Forcejearon con los díscolos botones y cremalleras mientras surcaban lentamente el lago. Roe se quedó sin más «prendas» que los pendientes y el collar. Tom llevaba la camisa blanca, pero desabrochada, con lo que hacía las veces de pequeña tienda al penetrar a Roe.
Bajo el vigilante ojo de la luna empezaron a hacer el amor.
Sus cuerpos se movían con suavidad y la barca se mecía alegremente. Roe dejaba escapar quedos gemidos que se mezclaban con el coro de unas cicadas que jugaban a lo lejos.
Al Caballero se le hizo un nudo en la boca del estómago, de pura rabia. Su lado oscuro estaba a punto de estallar, como un brutal y reprimido animal, como una versión moderna del hombre-lobo.
De pronto, Tom Hutchinson se separó de Roe Tierney con un entrecortado gemido. Algo muy potente tiraba de él hacia fuera de la barca. Antes de caer al agua, Roe lo oyó gritar. Fue un extraño sonido, una especie de «Aaajjj».
Tom tragó agua y empezó a tener violentas arcadas. Sentía un terrible dolor; dolor localizado pero muy intenso.
Luego, la fuerza que había tirado de él hacia atrás aflojó la presión y lo soltó. Estaba libre.
Tom se llevó a la garganta sus grandes y fuertes manos, manos de «cerebro» del equipo de rugby, y tocó algo caliente. Manaba sangre que se mezclaba con el agua del lago. El pánico lo atenazó.
Horrorizado, volvió a tocarse la garganta y palpó el cuchillo que tenía clavado. «¡Oh, Dios mío! Me han apuñalado. Voy a morir en el fondo de este lago y ni siquiera sé por qué».
Mientras tanto, Roe Tierney seguía en la cabeceante barca, demasiado confusa para poder gritar.

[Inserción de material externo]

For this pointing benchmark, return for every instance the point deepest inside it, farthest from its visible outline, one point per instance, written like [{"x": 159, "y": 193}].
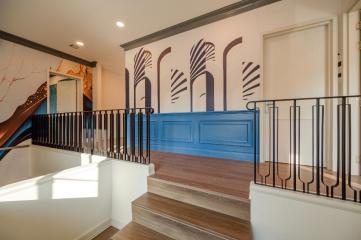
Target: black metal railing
[
  {"x": 310, "y": 145},
  {"x": 120, "y": 133}
]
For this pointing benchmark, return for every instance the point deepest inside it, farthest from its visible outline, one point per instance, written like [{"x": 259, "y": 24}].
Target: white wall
[
  {"x": 251, "y": 26},
  {"x": 283, "y": 215},
  {"x": 46, "y": 160},
  {"x": 129, "y": 183},
  {"x": 76, "y": 203},
  {"x": 16, "y": 165},
  {"x": 112, "y": 96}
]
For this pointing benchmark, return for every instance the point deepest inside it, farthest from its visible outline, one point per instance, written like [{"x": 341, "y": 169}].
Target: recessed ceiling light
[
  {"x": 120, "y": 24},
  {"x": 80, "y": 44}
]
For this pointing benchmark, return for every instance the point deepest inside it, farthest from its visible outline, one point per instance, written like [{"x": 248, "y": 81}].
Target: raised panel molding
[
  {"x": 227, "y": 135},
  {"x": 177, "y": 131}
]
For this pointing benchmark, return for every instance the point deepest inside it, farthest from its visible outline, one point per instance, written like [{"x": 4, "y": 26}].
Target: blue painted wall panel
[{"x": 226, "y": 135}]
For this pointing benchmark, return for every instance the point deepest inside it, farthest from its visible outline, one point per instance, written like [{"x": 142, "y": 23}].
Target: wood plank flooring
[
  {"x": 233, "y": 177},
  {"x": 213, "y": 174},
  {"x": 224, "y": 226}
]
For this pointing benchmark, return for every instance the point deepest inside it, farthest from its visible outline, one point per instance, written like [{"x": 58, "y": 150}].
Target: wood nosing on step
[
  {"x": 191, "y": 225},
  {"x": 230, "y": 197}
]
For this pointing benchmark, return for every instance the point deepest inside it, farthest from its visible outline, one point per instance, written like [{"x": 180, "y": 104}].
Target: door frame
[{"x": 331, "y": 81}]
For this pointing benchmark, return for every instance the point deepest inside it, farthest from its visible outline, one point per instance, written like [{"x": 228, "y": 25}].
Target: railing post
[
  {"x": 318, "y": 182},
  {"x": 148, "y": 113},
  {"x": 343, "y": 147},
  {"x": 255, "y": 163}
]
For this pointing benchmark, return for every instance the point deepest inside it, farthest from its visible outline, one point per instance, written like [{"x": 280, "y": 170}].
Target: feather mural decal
[
  {"x": 251, "y": 79},
  {"x": 164, "y": 53},
  {"x": 200, "y": 54},
  {"x": 142, "y": 60},
  {"x": 178, "y": 84}
]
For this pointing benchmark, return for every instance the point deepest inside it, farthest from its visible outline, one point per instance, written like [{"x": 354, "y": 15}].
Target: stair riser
[
  {"x": 211, "y": 201},
  {"x": 170, "y": 227}
]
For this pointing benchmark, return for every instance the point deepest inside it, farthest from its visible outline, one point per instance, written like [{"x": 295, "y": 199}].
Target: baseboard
[
  {"x": 118, "y": 224},
  {"x": 95, "y": 231}
]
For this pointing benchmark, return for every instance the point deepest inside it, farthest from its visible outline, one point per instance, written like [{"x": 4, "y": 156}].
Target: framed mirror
[{"x": 65, "y": 93}]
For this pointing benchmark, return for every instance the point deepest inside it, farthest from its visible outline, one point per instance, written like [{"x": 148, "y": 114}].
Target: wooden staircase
[{"x": 175, "y": 211}]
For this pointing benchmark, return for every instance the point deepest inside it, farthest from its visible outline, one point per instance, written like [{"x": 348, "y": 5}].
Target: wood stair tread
[
  {"x": 216, "y": 223},
  {"x": 135, "y": 231},
  {"x": 240, "y": 194}
]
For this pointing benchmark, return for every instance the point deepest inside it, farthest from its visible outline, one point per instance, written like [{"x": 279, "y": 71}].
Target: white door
[
  {"x": 296, "y": 65},
  {"x": 67, "y": 98}
]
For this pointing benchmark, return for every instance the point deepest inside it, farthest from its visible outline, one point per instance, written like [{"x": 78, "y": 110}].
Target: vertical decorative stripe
[
  {"x": 160, "y": 58},
  {"x": 250, "y": 79}
]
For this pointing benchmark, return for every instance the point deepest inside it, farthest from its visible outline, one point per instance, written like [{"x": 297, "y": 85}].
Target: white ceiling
[{"x": 57, "y": 23}]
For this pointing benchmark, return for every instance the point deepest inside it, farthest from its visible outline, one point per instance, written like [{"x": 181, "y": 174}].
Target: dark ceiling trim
[
  {"x": 222, "y": 13},
  {"x": 25, "y": 42}
]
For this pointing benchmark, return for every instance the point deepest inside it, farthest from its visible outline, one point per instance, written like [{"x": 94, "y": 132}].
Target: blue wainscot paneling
[{"x": 226, "y": 135}]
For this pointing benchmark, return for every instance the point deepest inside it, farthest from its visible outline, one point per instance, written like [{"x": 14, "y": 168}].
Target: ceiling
[{"x": 57, "y": 24}]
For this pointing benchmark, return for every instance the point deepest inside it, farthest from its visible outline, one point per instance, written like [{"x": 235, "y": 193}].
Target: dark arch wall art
[
  {"x": 215, "y": 67},
  {"x": 142, "y": 60},
  {"x": 200, "y": 54}
]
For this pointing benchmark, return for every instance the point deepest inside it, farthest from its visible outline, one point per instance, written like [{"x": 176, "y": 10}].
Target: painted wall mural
[
  {"x": 196, "y": 87},
  {"x": 225, "y": 55},
  {"x": 23, "y": 88}
]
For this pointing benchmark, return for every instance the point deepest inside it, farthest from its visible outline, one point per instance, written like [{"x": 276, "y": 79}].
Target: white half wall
[
  {"x": 283, "y": 215},
  {"x": 15, "y": 166},
  {"x": 46, "y": 160},
  {"x": 129, "y": 183},
  {"x": 77, "y": 203}
]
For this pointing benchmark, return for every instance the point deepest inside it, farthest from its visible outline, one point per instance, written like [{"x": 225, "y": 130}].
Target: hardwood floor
[
  {"x": 209, "y": 222},
  {"x": 107, "y": 233},
  {"x": 233, "y": 177},
  {"x": 214, "y": 174},
  {"x": 192, "y": 197}
]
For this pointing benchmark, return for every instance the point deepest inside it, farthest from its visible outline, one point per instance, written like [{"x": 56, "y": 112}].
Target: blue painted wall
[{"x": 226, "y": 135}]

Le latía el corazón con tanta fuerza que apenas podía respirar. Se puso de pie en la barca buscando desesperadamente con los ojos algún rastro de Tom.
«Debe de ser una broma pesada —se dijo—. No pienso volver a salir con Tom Hutchinson. Ni me casaré con él. Ni muerta. Esto no tiene ninguna gracia».
Estaba aterida de frío y empezó a palpar el fondo de la barca en busca de su ropa.
De pronto, muy cerca del bote, alguien o algo emergió a la oscura superficie. Fue como si se hubiese producido una explosión bajo el lago.
Roe vio asomar una cabeza. Era la cabeza de un hombre… Pero no era la de Tom Hutchinson.
—No he pretendido asustarla —le dijo el Caballero en un tono tranquilo, como si estuviera manteniendo una conversación con ella—. No se alarme —añadió susurrante mientras se asía a la regala del bote—. Somos viejos amigos. Si he de ser franco, le diré que llevo observándola más de dos años.
Roe se puso a gritar con incontenible desespero, como si temiese no ver nunca más la luz del día.
Y no la vio. Roe Tierney jamás volvió a ver amanecer.